Page 20 of Sarum


  But as he brooded about what had happened, it was the tall, mocking figure of Tark, his friend, who rose up, again and again before his eyes.

  For several hours more, he sat in silence, making his plans, nodding to himself from time to time; and could the people of Sarum have seen the little mason then, they would have been surprised: for his eyes were hard as stone.

  At last, when he was satisfied, Nooma slowly rose. Inside, the tapers were still burning as Katesh, rather pale, lay asleep with her baby. He glanced at his wife, but looked away in disgust. Then he glanced at the baby. It, too, was asleep; but now the mason’s kindly face softened as he reached out a stubby finger to touch its face.

  “You shall not suffer,” he murmured. “You have done no wrong.”

  Then he moved over to where Noo-ma-ti lay and smiled. The boy at least was his; that was one consolation.

  A few minutes later however, as he lay on his own bed of straw, the mason’s face grew hard again, as he thought of Tark, and now he whispered:

  “I will have revenge!”

  It was a quiet summer night without a moon. The white circle of Stonehenge on its rolling ground stared up into the black and silver heavens like a single, huge all-seeing eye.

  Alone in the henge, Dluc the High Priest concentrated on the stars, wiping from his mind the memory of the nineteenth of Krona’s girls that he had sacrificed that morning; trying to forget for a few hours that only a year remained before the henge was due to be completed.

  He had chosen to be alone that night, and since there was no moon, no measurements could be made in the prediction of the eclipse. With a sigh, he relaxed his long body and let his eye wander over the glittering sky.

  And then he saw it.

  It was on the western side of the great constellation of the swan; a small but very bright star that he had never seen before, and as he looked carefully he saw that behind it in a broad V-shape stretched a gleaming cloud of light.

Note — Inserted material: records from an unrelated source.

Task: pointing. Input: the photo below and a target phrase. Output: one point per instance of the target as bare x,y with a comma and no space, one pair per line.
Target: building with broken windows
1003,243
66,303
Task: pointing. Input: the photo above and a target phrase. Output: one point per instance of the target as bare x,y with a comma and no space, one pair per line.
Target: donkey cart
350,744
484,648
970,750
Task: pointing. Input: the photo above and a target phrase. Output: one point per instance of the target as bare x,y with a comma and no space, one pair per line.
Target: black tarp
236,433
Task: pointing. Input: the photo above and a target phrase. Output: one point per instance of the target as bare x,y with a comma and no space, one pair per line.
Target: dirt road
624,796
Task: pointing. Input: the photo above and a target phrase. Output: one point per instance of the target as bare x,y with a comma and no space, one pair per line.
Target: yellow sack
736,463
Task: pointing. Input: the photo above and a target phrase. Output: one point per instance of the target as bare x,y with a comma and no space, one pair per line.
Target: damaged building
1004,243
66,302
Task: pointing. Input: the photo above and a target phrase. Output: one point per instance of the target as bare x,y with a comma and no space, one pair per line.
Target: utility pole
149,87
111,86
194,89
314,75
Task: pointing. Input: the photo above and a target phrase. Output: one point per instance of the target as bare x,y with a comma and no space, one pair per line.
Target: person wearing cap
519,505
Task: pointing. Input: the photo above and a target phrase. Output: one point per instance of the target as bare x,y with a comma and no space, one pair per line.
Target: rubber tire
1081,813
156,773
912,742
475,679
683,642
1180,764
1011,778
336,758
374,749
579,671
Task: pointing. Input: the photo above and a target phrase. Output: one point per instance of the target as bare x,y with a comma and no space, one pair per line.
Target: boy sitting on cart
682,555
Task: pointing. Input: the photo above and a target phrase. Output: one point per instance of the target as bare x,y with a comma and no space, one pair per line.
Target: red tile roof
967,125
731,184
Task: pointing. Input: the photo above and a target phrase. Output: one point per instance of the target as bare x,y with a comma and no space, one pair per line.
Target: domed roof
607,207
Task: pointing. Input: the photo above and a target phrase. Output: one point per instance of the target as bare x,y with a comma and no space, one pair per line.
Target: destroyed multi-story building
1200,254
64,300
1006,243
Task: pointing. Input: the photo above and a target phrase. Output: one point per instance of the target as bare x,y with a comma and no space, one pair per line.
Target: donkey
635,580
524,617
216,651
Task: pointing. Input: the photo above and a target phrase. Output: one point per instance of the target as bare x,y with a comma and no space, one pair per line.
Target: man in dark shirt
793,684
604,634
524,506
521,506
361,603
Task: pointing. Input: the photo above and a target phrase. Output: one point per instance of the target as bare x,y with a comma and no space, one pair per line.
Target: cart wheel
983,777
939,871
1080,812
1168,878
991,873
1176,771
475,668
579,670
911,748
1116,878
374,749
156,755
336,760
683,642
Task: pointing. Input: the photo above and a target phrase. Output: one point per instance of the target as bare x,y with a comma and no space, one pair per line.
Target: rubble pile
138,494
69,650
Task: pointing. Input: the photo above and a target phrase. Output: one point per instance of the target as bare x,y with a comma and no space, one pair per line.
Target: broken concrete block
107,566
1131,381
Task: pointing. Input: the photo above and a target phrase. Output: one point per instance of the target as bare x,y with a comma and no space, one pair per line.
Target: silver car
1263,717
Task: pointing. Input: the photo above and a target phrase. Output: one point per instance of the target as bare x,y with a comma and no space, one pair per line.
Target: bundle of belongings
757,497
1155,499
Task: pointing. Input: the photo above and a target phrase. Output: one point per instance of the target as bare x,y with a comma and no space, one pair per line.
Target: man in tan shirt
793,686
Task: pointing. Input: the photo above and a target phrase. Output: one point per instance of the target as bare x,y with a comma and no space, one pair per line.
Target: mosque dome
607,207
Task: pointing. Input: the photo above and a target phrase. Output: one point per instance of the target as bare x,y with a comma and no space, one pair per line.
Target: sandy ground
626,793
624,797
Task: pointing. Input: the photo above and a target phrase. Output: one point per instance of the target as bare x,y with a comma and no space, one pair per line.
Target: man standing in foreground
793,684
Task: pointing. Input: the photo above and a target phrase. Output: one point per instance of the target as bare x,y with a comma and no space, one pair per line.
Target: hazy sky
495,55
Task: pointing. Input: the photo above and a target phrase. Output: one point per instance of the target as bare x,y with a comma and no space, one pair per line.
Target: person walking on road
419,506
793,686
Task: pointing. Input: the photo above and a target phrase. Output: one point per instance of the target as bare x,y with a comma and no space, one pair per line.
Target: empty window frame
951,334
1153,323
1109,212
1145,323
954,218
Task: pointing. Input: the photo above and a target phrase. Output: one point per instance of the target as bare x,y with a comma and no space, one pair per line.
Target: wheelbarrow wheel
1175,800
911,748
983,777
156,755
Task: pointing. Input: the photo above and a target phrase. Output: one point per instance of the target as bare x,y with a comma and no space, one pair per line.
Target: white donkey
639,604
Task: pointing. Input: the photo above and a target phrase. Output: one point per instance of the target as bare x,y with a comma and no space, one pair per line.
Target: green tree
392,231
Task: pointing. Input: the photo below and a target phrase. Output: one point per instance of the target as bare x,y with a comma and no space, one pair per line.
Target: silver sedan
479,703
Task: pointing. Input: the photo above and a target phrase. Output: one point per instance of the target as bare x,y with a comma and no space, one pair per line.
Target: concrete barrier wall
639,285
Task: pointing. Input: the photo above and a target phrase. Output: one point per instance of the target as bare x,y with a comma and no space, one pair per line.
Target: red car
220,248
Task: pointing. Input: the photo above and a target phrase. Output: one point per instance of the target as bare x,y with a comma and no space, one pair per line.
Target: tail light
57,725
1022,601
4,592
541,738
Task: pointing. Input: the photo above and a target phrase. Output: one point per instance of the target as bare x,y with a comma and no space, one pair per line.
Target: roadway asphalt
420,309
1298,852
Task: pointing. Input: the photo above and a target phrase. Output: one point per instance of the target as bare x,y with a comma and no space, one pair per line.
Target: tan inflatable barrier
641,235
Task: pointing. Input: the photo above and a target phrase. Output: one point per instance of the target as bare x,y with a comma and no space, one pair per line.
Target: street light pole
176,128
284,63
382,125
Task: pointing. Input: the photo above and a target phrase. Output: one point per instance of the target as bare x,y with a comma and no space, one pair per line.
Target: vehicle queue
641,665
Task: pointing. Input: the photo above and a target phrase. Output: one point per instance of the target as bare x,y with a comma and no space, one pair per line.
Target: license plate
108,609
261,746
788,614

This, he knew at once, was one of those strangest of all the heavenly bodies, the wanderers which the people called the stars with hair and which appeared only once or twice in a life time. The astronomers had kept records in the sacred sayings of every one for centuries, and since there was no pattern in their movements, they knew for certain that they were special signs to them from the gods. He gazed at the new star intently and as he did so, he realised its most remarkable feature – the trail of hair behind this messenger from the gods was not silver, as the sayings told them to expect, but golden.

  “The head of this star is crowned with gold,” he said aloud. As he did so, he realised the huge significance the statement might have. Could it be that, at last, the time of their salvation had come? Surely that must be the meaning of such a portent in the sky; yet after so many disappointments he could hardly bring himself to believe it.

  He watched it carefully all night: it was moving slowly and growing larger.

  By the following night, all the people of Sarum had seen it. The priests gathered at the henge and together they watched the golden-haired star and made exact note of its movements. It grew brighter still and before dawn it had moved half way into the constellation of the swan. On that second day, even after dawn had broken, it could still be seen in the early morning sky.

  It was then that the High Priest showed both his faith and his courage.

  In front of all the priests he firmly declared:

  “The gods have not deserted Sarum or their faithful priests. This is the sign for which we have waited.” And then he added: “Bring me a ram, so that I can sacrifice it at once to the greatest of all gods, sun. And let all Sarum know that the sun is honoured again at the temple today.”

  Soon after first light, messengers came to the henge from Krona to ask the meaning of the portent in the sky. And with a new confidence the High Priest declared:

  “Tell Krona that the head of the star was crowned with gold. The time of our salvation is near: his bride who will give him heirs is coming and he must prepare himself.”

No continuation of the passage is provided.